Todo eso marcó la posterior poesía de Feliciano Mejía. Nos referimos a sus Kantutas, trilogía de la que se publicó básicamente una de ellas. Kantuta negra es un extraordinario poemario que interpreta la guerra interna desde la huella de las mitologías andinas, buscando nexos entre viejas claves simbólicas del campesinado indígena y los tremendos tiempos de la violencia política en que se iniciaba la cordillera. Precedidos de una demoledora cita de Henry Miller “...todos los que nadáis en abundancia contando vuestras monedas, todavía no ha sonado la última hora (...) Habrá que hacer justicia hasta la última molécula sensible... ¡y se hará! Nadie dejará de recibir su merecido, y menos que nadie vosotros, los mierdas cosmocócicos de Norteamérica” en esos versos hay una recurrencia de Amarus e Inkarris, no tanto desenterrando mitos como sí reinterpretándolos, dándoles una visión nueva, mucho más moderna. Mención aparte tienen los Waynos, en los que la guerrilla aparece como un nuevo personaje en su poética.

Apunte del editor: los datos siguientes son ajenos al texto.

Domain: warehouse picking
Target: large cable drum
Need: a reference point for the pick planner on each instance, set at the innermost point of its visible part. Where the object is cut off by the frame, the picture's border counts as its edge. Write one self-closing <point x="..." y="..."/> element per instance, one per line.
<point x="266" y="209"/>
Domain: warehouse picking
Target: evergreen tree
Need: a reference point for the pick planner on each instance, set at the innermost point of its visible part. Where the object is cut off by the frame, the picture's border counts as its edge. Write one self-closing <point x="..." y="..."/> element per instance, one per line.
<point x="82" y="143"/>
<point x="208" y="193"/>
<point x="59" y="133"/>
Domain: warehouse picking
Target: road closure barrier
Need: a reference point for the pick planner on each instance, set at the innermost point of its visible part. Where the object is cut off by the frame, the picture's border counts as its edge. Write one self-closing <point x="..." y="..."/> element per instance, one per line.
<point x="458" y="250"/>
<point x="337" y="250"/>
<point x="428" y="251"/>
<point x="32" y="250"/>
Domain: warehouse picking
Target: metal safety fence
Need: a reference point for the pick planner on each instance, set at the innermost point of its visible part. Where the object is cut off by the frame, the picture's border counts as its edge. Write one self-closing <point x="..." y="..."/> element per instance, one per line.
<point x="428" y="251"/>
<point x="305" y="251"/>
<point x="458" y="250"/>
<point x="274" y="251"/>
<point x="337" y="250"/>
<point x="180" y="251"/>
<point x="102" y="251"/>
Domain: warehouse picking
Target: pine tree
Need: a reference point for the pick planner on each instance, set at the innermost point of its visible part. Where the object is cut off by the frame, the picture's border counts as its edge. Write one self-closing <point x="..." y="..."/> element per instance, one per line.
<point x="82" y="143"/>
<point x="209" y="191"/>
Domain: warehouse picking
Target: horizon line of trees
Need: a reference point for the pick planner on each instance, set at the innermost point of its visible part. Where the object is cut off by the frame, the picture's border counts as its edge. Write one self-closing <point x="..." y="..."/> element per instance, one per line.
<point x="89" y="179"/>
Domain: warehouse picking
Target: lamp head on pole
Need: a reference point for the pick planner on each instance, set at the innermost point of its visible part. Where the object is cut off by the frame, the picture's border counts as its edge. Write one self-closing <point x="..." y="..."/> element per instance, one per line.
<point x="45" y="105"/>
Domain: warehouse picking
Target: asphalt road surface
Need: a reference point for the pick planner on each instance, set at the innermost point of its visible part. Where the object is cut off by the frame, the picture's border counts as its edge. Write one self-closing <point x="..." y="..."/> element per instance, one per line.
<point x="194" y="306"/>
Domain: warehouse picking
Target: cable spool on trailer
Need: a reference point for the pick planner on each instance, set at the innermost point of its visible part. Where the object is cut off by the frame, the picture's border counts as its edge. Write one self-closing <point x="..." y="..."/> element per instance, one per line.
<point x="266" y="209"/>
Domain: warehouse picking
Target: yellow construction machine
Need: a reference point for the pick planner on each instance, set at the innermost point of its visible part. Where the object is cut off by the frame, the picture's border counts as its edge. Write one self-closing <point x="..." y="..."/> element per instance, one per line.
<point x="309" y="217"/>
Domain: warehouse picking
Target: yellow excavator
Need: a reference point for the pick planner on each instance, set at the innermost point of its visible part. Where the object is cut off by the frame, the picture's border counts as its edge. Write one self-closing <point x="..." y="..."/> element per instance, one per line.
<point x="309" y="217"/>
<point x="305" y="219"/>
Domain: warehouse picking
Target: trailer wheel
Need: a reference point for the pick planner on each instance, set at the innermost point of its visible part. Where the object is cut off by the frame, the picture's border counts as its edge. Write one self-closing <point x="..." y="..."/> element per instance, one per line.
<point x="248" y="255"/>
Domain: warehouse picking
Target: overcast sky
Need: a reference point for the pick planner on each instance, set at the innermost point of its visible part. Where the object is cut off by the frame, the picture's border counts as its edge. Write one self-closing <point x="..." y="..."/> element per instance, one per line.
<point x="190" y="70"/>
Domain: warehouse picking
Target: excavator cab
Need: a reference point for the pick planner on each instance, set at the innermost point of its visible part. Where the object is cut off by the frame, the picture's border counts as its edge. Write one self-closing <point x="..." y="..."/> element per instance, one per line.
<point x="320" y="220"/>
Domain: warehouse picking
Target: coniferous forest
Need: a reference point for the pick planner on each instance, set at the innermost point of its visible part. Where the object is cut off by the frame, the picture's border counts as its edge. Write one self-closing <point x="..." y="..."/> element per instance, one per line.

Los guerrilleros no aparecen como un objeto externo, postizo o artificial. Más bien forman parte del paisaje actual de los Andes, son mensajeros de nuevos tiempos que se avecinan, destapan una caja de los truenos que llevaba largo tiempo sellada. Curioso es el último de dichos waynos (Wayno de la espera) en la que Feliciano le da vuelta al famoso poema de Kavafis: “Pero llegaron a las lindes./ Hace poco y tanto tiempo y no hay apuro/ pero/ ¿cuándo llegarán los guerrilleros hasta aquí ?”
Cosmovisión andina, afirmación política, necesidad de interpretar la actualidad. En esos tres puntales se sostiene la actual poética de Feliciano Mejía. Y mucho optimismo (y estallidos de fresco erotismo, como en el poema Ella, una bellísima balada donde colecciona felices comparaciones para con su amada, en un tono que recuerda la lírica del poeta y cantautor español Joaquín Sabina). Feliciano no cae en el indigenismo sino recupera voces del pasado que aún persisten en la memoria de millones de paisanos y por algo será. Ese sabor propio tamiza el vuelo político de sus versos para evitar el panfletarismo fácil. Y junto a aquel sincretismo personal se le une esa socarronería del lejano Hora Zero que, en el fondo, no es sino la afirmación de una esperanza infinita en este país y su gente. Por eso, el poema final de este libro, es un estupendo colofón que resume el nervio actual de su arte, donde la dicha, el compromiso político y las ganas de vivir son una novísima trinidad indivisible:
“Hermanos: dejad de llorar.
Una mano y un canto enamorado,
un cabito de dinamita
y un vaso de vino
rojo, de vez en cuando,
e hijos de por medio
(para servir al pueblo)
es mucho mejor
que lamentos de comadres.”
Feliciano Mejía Ahora
Festejemos así, pues, la gran cosecha de Feliciano Mejía, nuestro poeta abanquino y universal.